Small to medium American firms are increasingly becoming targets for hackers, and it’s driving many of them out of business, according to a panel of cybersecurity experts who spoke to the House Small Business Committee.
Sixty percent of hacked small to medium businesses are forced to go out of business within six months of being breached, Angela Dingle, founder of IT government consulting firm Ex Nihilo, told the committee.
Additionally, 60 percent of all online attacks in 2014 targeted small to medium businesses, Timothy Francis, enterprise leader of cyber insurance at Travelers, told the New York Times earlier this year.
Dingle and other witnesses at the Wednesday hearing urged committee chairman Chairman Steve Chabot, R-Ohio, to explore new solutions and to pursue action.
“The innovative small businesses that are key engines of job growth and investment in our economy… must confront the very real threats we face in cyberspace,” testified Jamil Jaffer, director of the homeland and national law program at George Mason University School of Law.
“Hard targets [for hackers] are going to be bypassed, I know, because there are plenty of weak targets out there.
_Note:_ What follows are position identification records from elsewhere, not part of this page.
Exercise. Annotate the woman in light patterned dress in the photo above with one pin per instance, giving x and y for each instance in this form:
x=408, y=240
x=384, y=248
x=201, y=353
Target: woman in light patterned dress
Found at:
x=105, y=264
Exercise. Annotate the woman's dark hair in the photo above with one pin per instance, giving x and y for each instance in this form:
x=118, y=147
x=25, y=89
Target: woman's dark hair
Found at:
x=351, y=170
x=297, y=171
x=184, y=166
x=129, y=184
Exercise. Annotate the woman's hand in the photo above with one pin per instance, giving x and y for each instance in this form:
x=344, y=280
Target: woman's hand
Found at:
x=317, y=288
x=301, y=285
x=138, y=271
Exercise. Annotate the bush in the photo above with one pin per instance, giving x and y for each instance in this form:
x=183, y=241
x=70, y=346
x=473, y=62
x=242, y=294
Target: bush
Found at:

So, how do we get this message across to our small business owners in a way they can understand; that you can’t afford to be a soft target,” questioned Rep. Trent Kelly, R-Miss.
Justin Zeefe, co-founder of cybersecurity consulting firm the Nisos Group, told the House committee that most small to medium business owners won’t understand the growing risk of cyberattacks until they actually see other companies fail.
Education and more specifically, awareness of the issue, Zeefe explained, is the missing link causing small businesses to not follow even the most basic cybersecurity practices.
Most small to medium business are unlikely to improve their cybersecurity posture unless there is a series of “existential events” that damage the reputations and financial standings of several medium to large businesses to the point where they go out of business, stated Zeefe — whose company employs several former U.S. intelligence officers.
“That, I think, will be the clarion call that brings some awareness to the table. By-and-large, the reason small businesses are being attacked with such aggressiveness is that they are so weak because they are the third party providers to larger organizations,” Zeefe testified.
He added, “the short answer is: I don’t know if anything can be done other than making this a public affair.”
Jaffer — who works full-time as vice president of strategy at former National Security Agency Director Keith Alexander’s Md.-based cybersecurity startup IronNet Cybersecurity — said that the so-called “first responder” for cyberattacks aimed at small businesses should continue to be the FBI.
The issue, however, according to Jaffer, is that small businesses remain confused regarding which organization in government is the actual “lead” authority for specific cyber defense purposes.
Because the Department of Homeland Security, Department of Defense and FBI all have a role and have talked about their individual capabilities to defend Americans from cyber threats, Jaffer worries that small businesses are confused and therefore ignoring the opportunity to share concerns and other threat data — to “build bridges” — with the federal government.
Existing cybersecurity information sharing policy, Jaffer summarized to the committee, is a good first step in a larger partnership that must also include participation from vulnerable, small businesses.